In [None]:
import pandas as pd

file1_path = 'datasets/cleaned_100k.csv'
data1 = pd.read_csv(file1_path, dtype={'WineID': str}, low_memory=False)

file2_path = '/datasets/cleaned_ratings_file.csv'
data2 = pd.read_csv(file2_path, dtype={'WineID': str}, low_memory=False)

print("Columns in data1:", data1.columns)
print("Columns in data2:", data2.columns)

mean_ratings = data2.groupby('WineID')['Rating'].mean().reset_index()

result = pd.merge(data1, mean_ratings, on='WineID', how='left')

result.rename(columns={'Rating': 'Ratings'}, inplace=True)

print(result.head())

result.to_csv('updated_wines.csv', index=False)
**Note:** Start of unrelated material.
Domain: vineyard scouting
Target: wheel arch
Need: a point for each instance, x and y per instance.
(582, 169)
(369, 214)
# Pre Data Preprocessing - Task [92]

## Purpose

1. Merging both updated_wines.csv that has the mean ratings, with the merged_wine_dataset that was the result of Report 2(id:65). Adding the rating of the first dataset to the second.

In [None]:
import pandas as pd

file1 = "datasets/updated_wines.csv"
file2 = "datasets/merged_wine_dataset.csv"

df1 = pd.read_csv(file1) 
df2 = pd.read_csv(file2) 

# Merge the datasets based on WineName and WineryName
merged_df = df2.merge(df1[['WineName', 'WineryName', 'Ratings']], on=['WineName', 'WineryName'], how='left')

# Save the new dataset
output_file = "datasets/PLNTD_dataset.csv"
merged_df.to_csv(output_file, index=False)

print(f"PLNTD_dataset created and saved to {output_file}")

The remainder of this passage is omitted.